An instance node in the ClickHouse cluster fails to start. The startup log of the instance node contains error information similar to the following:

2021.03.15 21:01:19.816593 [ 11111 ] {} <Error> Application: DB::Exception:
The local set of parts of table DEFAULT.lineorder doesn't look like the set ofdoesn't look like the set of
parts in ZooKeeper: 59.99 million rows of 59.99 million total rows in
filesystem are suspicious. There are 30 unexpected parts with 59986052 rows
(14 of them is not just-written with 59986052 rows), 0 missing parts (with 0
blocks).: Cannot attach table `DEFAULT`.`lineorder` from metadata file
...
: while loading database

Cause Analysis

When a ClickHouse instance is abnormal, the ReplicatedMergeTree engine table is repeatedly created in the cluster, and then deleted. The creation and deletion of the ReplicatedMergeTree engine table causes data error in ZooKeeper, which causes a start failure of ClickHouse.

Solution

  1. Back up all data tables in the database of the faulty node to another directory.

    • Back up table data:

      cd /srv/BigData/data1/clickhouse/data/Database name

      mv Table name Directory to be backed up/data1

      If there are multiple disks, back up data of data1 to dataN.

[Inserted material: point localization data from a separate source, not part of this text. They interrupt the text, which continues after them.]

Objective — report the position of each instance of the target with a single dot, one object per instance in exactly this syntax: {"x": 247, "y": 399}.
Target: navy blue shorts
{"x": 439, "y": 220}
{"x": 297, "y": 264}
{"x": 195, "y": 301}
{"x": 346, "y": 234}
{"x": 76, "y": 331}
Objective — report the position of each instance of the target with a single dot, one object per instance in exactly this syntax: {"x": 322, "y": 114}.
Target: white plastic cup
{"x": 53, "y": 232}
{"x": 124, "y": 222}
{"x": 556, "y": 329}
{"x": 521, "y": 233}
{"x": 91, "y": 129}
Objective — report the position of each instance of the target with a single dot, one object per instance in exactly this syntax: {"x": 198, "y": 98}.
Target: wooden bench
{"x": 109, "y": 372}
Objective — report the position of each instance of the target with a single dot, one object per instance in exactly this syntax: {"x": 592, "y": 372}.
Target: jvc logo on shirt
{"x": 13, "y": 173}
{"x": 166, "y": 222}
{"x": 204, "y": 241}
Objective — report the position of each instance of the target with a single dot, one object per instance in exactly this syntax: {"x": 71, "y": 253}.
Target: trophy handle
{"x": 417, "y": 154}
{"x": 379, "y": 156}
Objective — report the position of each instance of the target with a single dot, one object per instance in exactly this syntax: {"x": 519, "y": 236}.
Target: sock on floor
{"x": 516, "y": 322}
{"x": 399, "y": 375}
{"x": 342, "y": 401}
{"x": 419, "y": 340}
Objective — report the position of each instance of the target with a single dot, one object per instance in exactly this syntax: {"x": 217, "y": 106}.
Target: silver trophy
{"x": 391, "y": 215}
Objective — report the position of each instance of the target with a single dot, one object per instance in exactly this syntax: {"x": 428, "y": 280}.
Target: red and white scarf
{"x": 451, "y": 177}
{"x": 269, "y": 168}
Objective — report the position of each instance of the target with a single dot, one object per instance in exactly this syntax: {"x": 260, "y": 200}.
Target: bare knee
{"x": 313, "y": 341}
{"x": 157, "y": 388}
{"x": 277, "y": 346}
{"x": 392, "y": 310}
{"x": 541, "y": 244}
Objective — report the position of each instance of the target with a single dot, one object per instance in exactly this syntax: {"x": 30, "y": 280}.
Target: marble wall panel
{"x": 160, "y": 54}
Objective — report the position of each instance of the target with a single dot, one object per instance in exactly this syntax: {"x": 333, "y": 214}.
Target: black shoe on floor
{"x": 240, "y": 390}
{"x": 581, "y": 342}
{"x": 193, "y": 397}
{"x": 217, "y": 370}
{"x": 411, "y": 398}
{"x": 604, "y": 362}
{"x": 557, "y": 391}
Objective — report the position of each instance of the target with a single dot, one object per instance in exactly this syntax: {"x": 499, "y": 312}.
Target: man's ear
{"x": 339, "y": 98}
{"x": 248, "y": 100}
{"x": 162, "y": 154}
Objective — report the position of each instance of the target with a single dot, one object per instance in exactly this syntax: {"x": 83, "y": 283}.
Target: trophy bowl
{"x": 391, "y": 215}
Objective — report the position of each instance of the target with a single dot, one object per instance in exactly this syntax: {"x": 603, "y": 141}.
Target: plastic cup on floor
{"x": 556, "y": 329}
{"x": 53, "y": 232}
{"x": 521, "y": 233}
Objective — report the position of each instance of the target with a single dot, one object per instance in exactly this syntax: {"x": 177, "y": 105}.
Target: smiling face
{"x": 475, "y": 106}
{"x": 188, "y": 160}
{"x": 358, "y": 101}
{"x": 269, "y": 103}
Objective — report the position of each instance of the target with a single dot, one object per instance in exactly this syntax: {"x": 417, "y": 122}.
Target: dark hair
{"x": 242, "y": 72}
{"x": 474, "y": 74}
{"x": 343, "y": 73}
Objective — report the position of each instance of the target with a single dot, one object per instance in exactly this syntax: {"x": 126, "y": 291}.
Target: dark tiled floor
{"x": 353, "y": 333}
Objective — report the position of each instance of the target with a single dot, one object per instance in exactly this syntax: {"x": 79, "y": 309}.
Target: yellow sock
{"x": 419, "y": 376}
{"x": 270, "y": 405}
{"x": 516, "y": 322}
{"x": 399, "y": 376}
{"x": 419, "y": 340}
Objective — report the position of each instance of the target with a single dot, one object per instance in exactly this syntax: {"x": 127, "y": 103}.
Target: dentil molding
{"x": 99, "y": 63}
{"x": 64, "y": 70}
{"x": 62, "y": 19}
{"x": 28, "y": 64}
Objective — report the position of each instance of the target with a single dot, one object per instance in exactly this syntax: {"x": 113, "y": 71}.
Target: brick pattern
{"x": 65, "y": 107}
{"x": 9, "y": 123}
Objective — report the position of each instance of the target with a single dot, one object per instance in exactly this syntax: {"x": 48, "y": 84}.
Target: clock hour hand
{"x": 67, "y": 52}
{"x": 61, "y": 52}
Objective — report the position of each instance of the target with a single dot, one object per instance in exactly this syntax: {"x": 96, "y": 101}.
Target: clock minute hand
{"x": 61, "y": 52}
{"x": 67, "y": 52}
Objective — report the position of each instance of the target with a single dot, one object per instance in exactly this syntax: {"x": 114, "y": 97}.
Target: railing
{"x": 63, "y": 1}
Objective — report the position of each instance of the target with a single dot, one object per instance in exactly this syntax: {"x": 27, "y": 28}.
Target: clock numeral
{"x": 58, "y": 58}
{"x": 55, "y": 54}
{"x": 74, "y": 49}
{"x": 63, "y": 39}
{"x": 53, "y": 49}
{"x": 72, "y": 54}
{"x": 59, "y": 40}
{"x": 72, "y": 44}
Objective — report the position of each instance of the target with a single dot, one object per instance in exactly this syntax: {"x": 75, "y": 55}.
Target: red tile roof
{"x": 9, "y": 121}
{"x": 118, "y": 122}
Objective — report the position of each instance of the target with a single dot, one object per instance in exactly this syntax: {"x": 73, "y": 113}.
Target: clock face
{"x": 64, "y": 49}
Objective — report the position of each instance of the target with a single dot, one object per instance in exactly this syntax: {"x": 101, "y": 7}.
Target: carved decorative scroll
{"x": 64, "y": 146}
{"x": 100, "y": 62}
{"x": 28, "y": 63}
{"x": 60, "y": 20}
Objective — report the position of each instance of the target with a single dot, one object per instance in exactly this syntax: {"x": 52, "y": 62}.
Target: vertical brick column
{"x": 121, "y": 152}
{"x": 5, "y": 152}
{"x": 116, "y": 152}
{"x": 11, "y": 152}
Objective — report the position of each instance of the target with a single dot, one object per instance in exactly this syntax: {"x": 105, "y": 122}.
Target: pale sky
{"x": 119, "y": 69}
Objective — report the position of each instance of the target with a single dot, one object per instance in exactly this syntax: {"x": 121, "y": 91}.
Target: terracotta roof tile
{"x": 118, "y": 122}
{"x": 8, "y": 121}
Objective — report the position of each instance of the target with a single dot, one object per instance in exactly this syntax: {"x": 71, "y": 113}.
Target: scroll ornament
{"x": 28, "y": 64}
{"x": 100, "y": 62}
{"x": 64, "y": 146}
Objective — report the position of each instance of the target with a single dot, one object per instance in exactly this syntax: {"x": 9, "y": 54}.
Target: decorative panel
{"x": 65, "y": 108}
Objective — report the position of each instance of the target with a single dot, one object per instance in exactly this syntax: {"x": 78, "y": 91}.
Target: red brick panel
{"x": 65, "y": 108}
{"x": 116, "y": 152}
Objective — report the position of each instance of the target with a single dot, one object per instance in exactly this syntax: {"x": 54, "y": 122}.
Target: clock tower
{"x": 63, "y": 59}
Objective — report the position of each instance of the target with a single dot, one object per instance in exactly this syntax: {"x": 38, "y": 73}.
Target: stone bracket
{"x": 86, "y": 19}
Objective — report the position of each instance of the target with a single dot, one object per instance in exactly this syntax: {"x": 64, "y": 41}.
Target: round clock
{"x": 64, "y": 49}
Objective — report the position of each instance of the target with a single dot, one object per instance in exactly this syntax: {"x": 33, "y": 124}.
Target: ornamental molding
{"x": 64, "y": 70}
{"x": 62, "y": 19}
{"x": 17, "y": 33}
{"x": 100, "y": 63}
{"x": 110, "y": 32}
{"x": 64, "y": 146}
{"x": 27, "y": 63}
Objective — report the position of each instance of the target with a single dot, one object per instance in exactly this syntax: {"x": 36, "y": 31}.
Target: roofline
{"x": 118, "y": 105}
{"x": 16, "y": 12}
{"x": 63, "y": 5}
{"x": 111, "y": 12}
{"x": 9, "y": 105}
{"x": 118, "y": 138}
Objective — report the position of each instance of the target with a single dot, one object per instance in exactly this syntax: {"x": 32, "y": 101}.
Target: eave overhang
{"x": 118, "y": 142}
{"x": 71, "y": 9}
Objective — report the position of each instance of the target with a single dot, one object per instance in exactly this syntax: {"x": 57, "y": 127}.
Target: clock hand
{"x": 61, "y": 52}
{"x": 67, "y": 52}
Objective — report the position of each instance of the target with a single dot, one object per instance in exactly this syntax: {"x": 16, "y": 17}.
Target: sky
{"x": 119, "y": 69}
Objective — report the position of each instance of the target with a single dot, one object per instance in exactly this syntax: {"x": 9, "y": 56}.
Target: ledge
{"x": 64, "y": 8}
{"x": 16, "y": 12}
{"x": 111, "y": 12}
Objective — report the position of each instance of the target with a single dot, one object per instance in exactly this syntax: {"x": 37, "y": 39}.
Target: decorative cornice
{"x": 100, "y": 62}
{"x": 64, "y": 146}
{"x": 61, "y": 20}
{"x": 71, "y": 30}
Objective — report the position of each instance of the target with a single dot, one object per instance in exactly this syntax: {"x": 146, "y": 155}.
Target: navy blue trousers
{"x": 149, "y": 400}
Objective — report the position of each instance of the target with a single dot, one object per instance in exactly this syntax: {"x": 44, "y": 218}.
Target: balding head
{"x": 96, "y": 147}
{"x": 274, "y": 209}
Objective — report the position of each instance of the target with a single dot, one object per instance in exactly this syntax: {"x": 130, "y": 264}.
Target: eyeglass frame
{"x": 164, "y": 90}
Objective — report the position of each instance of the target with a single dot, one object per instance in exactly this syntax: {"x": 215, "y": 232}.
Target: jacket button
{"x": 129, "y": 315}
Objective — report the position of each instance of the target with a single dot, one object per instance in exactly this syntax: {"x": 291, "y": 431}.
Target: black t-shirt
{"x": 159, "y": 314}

    • Back up metadata information:

      cd /srv/BigData/data1/clickhouse_path/metadata

      mv Table name.sql Directory to be backed up

    For example, to back up the lineorder table in the default database to the /home/backup directory, run the following command.

    cd /srv/BigData/data1/clickhouse/data/default

    mv lineorder /home/backup/data1

    cd /srv/BigData/data1/clickhouse_path/metadata

    mv lineorder.sql /home/backup

  2. Log in to MRS Manager, choose Cluster > Services > ClickHouse > Instance, select the target instance node, and click Start Instance.
  3. After the instance is started, use the ClickHouse client to log in to the faulty node.

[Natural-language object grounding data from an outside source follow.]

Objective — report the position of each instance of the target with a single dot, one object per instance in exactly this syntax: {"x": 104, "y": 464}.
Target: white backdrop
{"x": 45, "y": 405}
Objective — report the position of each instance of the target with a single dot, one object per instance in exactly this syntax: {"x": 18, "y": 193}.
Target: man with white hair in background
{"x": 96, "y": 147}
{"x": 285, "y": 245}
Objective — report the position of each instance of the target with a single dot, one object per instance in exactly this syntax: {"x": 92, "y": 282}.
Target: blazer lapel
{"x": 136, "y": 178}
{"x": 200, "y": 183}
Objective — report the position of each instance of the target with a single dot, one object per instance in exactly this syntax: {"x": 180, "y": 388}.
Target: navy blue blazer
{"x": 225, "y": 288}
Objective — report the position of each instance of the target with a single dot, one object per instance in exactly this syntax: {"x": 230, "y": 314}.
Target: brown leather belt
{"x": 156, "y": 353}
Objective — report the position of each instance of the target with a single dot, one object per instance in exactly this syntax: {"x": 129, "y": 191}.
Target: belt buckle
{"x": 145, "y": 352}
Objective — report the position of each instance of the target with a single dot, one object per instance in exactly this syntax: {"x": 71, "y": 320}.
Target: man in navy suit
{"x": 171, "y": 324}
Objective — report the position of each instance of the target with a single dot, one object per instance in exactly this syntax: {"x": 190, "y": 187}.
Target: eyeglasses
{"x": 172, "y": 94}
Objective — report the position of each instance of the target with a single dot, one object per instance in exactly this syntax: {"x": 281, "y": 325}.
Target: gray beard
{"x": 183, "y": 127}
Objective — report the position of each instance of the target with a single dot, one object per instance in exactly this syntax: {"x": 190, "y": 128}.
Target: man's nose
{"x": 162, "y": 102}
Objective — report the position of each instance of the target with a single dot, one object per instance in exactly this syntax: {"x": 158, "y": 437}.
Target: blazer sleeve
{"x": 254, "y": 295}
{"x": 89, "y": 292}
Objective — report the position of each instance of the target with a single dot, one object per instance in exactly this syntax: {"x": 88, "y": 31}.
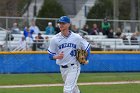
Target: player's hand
{"x": 59, "y": 56}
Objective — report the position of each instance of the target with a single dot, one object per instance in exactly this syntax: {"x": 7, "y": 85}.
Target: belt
{"x": 66, "y": 66}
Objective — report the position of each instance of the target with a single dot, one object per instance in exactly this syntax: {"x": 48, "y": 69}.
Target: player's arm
{"x": 54, "y": 57}
{"x": 85, "y": 46}
{"x": 53, "y": 51}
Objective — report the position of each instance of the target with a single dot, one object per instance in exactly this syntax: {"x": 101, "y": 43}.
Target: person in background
{"x": 57, "y": 29}
{"x": 62, "y": 48}
{"x": 105, "y": 26}
{"x": 94, "y": 30}
{"x": 125, "y": 40}
{"x": 21, "y": 45}
{"x": 15, "y": 29}
{"x": 110, "y": 34}
{"x": 34, "y": 27}
{"x": 86, "y": 28}
{"x": 27, "y": 31}
{"x": 50, "y": 29}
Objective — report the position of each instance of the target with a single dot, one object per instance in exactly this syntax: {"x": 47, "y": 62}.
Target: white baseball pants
{"x": 70, "y": 76}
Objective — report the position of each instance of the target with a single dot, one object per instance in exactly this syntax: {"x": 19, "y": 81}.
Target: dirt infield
{"x": 91, "y": 83}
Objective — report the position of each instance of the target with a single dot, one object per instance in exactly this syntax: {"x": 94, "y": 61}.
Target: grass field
{"x": 22, "y": 79}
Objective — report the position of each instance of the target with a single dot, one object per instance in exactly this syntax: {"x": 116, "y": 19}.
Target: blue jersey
{"x": 68, "y": 46}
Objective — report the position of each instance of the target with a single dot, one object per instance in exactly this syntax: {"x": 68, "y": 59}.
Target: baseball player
{"x": 62, "y": 48}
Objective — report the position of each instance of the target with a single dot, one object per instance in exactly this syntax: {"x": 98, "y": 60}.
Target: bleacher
{"x": 101, "y": 41}
{"x": 96, "y": 41}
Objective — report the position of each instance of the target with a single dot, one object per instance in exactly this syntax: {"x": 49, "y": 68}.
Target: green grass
{"x": 20, "y": 79}
{"x": 128, "y": 88}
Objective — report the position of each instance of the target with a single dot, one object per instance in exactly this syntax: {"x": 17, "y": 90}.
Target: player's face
{"x": 64, "y": 26}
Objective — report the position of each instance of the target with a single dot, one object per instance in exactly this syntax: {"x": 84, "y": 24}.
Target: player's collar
{"x": 68, "y": 34}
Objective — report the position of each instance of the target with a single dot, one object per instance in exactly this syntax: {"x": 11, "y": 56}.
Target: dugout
{"x": 99, "y": 61}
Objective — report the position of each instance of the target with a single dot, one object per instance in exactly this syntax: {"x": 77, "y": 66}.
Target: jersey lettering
{"x": 64, "y": 45}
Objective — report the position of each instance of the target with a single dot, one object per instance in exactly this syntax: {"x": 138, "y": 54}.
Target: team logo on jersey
{"x": 64, "y": 45}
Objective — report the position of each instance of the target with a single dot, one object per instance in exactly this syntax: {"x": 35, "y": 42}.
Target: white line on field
{"x": 90, "y": 83}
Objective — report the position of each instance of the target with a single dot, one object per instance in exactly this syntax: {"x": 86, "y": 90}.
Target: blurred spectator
{"x": 118, "y": 33}
{"x": 50, "y": 29}
{"x": 9, "y": 36}
{"x": 21, "y": 45}
{"x": 34, "y": 27}
{"x": 29, "y": 41}
{"x": 86, "y": 28}
{"x": 94, "y": 30}
{"x": 27, "y": 31}
{"x": 15, "y": 29}
{"x": 57, "y": 29}
{"x": 110, "y": 34}
{"x": 125, "y": 40}
{"x": 74, "y": 29}
{"x": 105, "y": 26}
{"x": 38, "y": 42}
{"x": 134, "y": 40}
{"x": 46, "y": 43}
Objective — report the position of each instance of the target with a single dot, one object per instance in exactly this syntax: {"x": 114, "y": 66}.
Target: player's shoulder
{"x": 76, "y": 35}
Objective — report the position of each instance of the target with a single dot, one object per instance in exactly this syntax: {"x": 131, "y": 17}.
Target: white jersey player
{"x": 62, "y": 48}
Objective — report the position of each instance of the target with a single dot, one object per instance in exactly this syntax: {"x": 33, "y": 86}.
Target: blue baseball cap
{"x": 64, "y": 19}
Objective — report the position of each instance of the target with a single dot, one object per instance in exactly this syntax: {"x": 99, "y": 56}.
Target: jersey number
{"x": 73, "y": 53}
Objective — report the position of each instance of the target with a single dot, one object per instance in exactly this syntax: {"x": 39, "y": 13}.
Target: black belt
{"x": 66, "y": 66}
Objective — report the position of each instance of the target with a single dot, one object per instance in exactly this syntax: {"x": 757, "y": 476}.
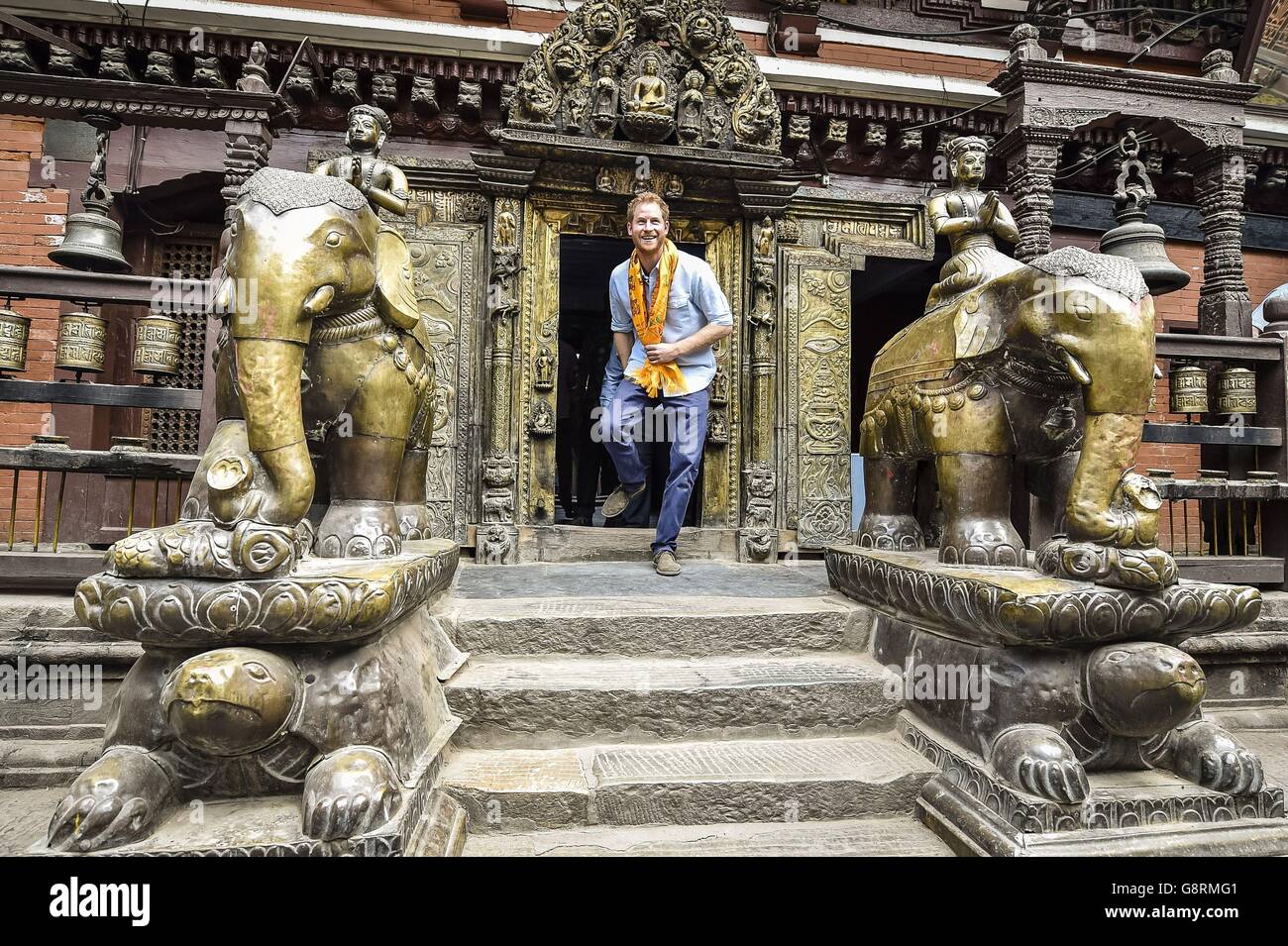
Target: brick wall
{"x": 31, "y": 220}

    clickhouse client --host Clickhouse instance IP address --user User name --password Password

  4. Run the following command to obtain the ZooKeeper path zookeeper_path of the current table and replica_num of the corresponding node.

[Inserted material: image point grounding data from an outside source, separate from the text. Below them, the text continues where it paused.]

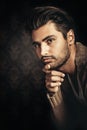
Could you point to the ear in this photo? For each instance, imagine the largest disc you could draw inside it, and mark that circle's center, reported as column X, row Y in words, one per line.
column 70, row 37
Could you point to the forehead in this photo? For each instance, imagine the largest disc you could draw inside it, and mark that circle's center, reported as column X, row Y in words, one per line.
column 44, row 31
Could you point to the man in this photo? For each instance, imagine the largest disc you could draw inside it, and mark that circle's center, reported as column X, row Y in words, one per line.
column 65, row 64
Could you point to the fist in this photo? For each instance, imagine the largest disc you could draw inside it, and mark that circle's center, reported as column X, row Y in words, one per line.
column 53, row 79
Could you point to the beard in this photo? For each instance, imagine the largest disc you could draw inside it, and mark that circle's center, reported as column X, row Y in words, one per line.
column 58, row 62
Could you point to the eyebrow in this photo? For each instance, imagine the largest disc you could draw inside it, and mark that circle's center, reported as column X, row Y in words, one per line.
column 47, row 37
column 42, row 39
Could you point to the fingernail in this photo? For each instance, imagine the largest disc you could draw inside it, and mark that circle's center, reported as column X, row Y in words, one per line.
column 63, row 75
column 47, row 67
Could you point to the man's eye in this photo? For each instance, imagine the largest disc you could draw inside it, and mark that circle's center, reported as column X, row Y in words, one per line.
column 36, row 45
column 49, row 41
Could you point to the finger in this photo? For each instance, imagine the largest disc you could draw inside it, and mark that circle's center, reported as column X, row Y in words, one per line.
column 54, row 78
column 57, row 73
column 52, row 90
column 46, row 68
column 53, row 84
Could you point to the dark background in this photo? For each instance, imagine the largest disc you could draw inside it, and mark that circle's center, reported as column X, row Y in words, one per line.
column 17, row 59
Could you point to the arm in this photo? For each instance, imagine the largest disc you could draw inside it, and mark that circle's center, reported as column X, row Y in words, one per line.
column 54, row 80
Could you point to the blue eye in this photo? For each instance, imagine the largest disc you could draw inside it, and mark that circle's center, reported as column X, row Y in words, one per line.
column 36, row 45
column 49, row 41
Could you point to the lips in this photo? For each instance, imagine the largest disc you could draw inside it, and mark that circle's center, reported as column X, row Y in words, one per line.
column 47, row 59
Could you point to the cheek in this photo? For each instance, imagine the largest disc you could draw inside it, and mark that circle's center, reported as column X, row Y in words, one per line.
column 38, row 53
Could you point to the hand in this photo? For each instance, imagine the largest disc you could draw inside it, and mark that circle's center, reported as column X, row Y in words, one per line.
column 53, row 80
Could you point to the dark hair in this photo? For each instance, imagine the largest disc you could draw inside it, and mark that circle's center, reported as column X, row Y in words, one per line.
column 41, row 15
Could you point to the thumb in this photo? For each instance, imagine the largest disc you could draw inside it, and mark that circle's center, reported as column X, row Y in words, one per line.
column 46, row 68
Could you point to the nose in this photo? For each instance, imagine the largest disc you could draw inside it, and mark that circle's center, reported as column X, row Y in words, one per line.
column 44, row 49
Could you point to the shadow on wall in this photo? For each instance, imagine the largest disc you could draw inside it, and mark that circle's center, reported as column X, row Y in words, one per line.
column 17, row 62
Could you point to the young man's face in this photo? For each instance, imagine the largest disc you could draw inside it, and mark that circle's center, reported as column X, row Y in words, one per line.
column 50, row 45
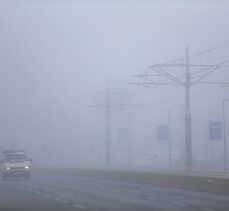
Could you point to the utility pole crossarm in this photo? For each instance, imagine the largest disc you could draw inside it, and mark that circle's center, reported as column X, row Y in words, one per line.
column 167, row 75
column 211, row 70
column 153, row 83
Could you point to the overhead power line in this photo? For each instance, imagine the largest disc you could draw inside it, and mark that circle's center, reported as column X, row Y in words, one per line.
column 163, row 70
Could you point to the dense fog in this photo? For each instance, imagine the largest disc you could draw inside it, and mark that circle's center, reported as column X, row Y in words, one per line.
column 57, row 59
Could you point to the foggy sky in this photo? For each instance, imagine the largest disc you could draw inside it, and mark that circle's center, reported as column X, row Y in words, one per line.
column 52, row 53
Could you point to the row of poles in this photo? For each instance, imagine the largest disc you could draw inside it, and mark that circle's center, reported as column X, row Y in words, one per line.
column 187, row 83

    SELECT zookeeper_path FROM system.replicas WHERE database = 'Database name' AND table = 'Table name';

    SELECT replica_num,host_name FROM system.clusters;

  5. Run the following command to access the ZooKeeper command line interface:

    zkCli.sh -server IP address of the ZooKeeper node:2181

  6. Locate the ZooKeeper path corresponding to the table data of the faulty node.

    ls zookeeper_path/replicas/replica_num

    zookeeper_path indicates the value of zookeeper_path obtained in 4.

    replica_num indicates the value of replica_num corresponding to the host in 4.

  7. Run the following command to delete the replica data from ZooKeeper:

    deleteall zookeeper_path/replicas/replica_num

  8. Use the ClickHouse client to log in to the node and create the ReplicatedMergeTree engine table of the cluster.

    clickhouse client --host Clickhouse instance IP address --multiline --user Username --password Password

    CREATE TABLE Database name.Table name ON CLUSTER Cluster name

    ...

    ENGINE = ReplicatedMergeTree ...

    The following error message is displayed on other replica nodes, which is normal and can be ignored.

    Received exception from server (version 20.8.7):
    Code: 57. DB::Exception: Received from x.x.x.x:9000. DB::Exception:
    There was an error on [x.x.x.x:9000]: Code: 57, e.displayText() =
    DB::Exception: Table DEFAULT.lineorder already exists. (version 20.8.11.17
    (official build)).

    After the table is successfully created, the table data on the faulty node will be automatically synchronized. The data restoration is complete.